Solved: Intel MKL blas_cgemv implementation? - Page 2

brandon · ‎06-29-2020

Hi all, I'm new to the community and have searched around, but still hoping maybe someone has some insight on MKL's single-precision, floating-point complex matrix-vector multiply (cgemv) implementation. Essentially, I want to replicate its algorithm but with the int16_t data type instead of float.

I'm hoping to increase the speed of cgemv by implementing my own version using a fixed point, int16 data type with AVX 512 SIMD intrinsics. The idea is with a 16-bit data type (int16_t) vs a 32-bit data type (float), there will be 2x more data-level parallelism and execute faster, with still enough precision for my use case (signal processing for 5G MU-MIMO).

Currently, the MKL's JIT-compiled cgemm is the fastest implementation I've benchmarked for matrix-vector multiplication. When I look at the assembly of a call to normal (non-JIT) cblas_cgemv, I found what looks like the AVX 512 implementation, <mkl_blas_avx512_xcgemv>, which is ~2919 lines long and full of vaddps, vmulps, vshufps, and vfmaddsub instructions -- the last one, fused multiply alternate add subtract seems to be useful for complex multiply when the complex numbers are stored in an interleaved format in memory, i.e. real, imag, real, imag... (http://cacs.usc.edu/education/cs653/Popovici-ComplexSIMD-HPEC17.pdf#page=2)

Is anyone familiar with MKL's cgemv implementation and does this seem like a good idea? Thanks so much in advance!

Assembly instructions breakdown for <mkl_blas_avx512_xcgemv>: https://docs.google.com/spreadsheets/d/17VSrOo5CGGkcxz_wn_xkYJC43rYAaKuOvDdw0RzGFbA/edit?usp=sharing

Peter_C_Intel · ‎07-10-2020

Hi @brandon, thanks for your question -- glad to hear MKL JIT cgemm is working well for you. I think the performance difference between integer and floating point will depend in some degree on your problem size.

In general, GEMV is a memory-bound operation, meaning that a good implementation's performance will be determined by cache or main memory bandwidth, rather than FMA throughput. Of course, if your GEMV is so small all the data can be already resident in registers before the computation, this is not a consideration.

Given that GEMV is memory-bound, using the smaller int16 data types will save on memory bandwidth. The underlying int16 FMA instruction is VPMADDWD (intrinsic: _mm512_madd_epi16), which accumulates in int32. This means keeping your intermediate results as int32 (which you probably want anyway for better accuracy) before converting back to your int16 fixed point format.

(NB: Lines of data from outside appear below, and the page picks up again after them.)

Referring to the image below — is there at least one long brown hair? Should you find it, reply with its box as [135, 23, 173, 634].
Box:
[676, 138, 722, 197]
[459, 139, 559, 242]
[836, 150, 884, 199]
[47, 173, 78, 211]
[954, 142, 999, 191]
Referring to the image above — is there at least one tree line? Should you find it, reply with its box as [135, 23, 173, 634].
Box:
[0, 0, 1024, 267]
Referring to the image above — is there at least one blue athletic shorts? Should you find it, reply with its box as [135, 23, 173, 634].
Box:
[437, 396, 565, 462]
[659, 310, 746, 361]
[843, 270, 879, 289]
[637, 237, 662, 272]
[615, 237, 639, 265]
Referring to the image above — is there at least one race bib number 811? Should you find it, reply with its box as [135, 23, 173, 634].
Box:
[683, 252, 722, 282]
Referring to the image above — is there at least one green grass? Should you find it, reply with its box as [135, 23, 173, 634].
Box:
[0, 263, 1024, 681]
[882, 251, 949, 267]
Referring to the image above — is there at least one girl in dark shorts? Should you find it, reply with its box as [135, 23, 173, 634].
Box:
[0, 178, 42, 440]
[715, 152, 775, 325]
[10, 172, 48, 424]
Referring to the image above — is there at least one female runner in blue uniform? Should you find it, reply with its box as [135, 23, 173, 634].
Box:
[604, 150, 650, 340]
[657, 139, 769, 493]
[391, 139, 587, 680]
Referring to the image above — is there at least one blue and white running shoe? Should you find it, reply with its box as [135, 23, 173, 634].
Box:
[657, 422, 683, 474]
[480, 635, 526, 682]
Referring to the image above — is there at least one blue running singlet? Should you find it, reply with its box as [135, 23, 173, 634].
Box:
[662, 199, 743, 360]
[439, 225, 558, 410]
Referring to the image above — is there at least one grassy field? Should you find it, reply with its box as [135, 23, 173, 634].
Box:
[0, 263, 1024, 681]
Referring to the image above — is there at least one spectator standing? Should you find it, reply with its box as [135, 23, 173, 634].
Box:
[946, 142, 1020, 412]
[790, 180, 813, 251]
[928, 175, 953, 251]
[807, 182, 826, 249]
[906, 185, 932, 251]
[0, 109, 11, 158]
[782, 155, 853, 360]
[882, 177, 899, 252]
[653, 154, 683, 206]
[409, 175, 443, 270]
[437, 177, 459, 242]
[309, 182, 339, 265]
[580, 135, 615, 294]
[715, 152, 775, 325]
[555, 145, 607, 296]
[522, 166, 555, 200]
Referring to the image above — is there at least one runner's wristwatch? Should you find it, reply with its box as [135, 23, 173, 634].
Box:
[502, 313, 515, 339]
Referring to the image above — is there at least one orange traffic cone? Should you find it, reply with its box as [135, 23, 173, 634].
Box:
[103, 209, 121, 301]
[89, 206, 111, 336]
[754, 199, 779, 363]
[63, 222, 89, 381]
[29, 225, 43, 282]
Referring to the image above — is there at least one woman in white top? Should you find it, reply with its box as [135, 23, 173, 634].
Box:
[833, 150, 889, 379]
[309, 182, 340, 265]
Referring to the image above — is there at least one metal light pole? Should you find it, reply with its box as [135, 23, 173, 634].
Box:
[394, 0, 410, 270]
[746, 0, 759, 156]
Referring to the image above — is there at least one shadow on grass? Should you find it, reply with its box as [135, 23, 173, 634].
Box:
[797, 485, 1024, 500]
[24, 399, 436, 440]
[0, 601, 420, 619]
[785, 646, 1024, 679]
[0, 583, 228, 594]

Note that VPMADDWD performs two FMAs per int32 vector slot, which is actually nice for doing complex multiplication. To accommodate the input layout for VPMADDWD, I'd strongly recommend interleaving real and imaginary parts (the usual format for cgemm/cgemv). Also, for best performance I would recommend storing the matrix column-major to avoid horizontal reductions in the vector registers at the completion of the GEMV.

View solution in original post

Peter_C_Intel · ‎04-07-2021

Hi @brandon -- apologies for the very late reply! For some reason I didn't get an email notification of your last two messages.

To use Xbyak and allocate your own memory for the generated code, you can take a look at this section of the documentation.

Can you explain more about the problems (perhaps compiler errors?) you're seeing with creating multiple JitInt16MatVec objects in the same function?

brandon · ‎04-07-2021

Hi @Peter_C_Intel, I'm actually no longer actively working on this, but I truly appreciate you looping back with those resources and offering to help!

Thanks again for your help with Xbyak and MKL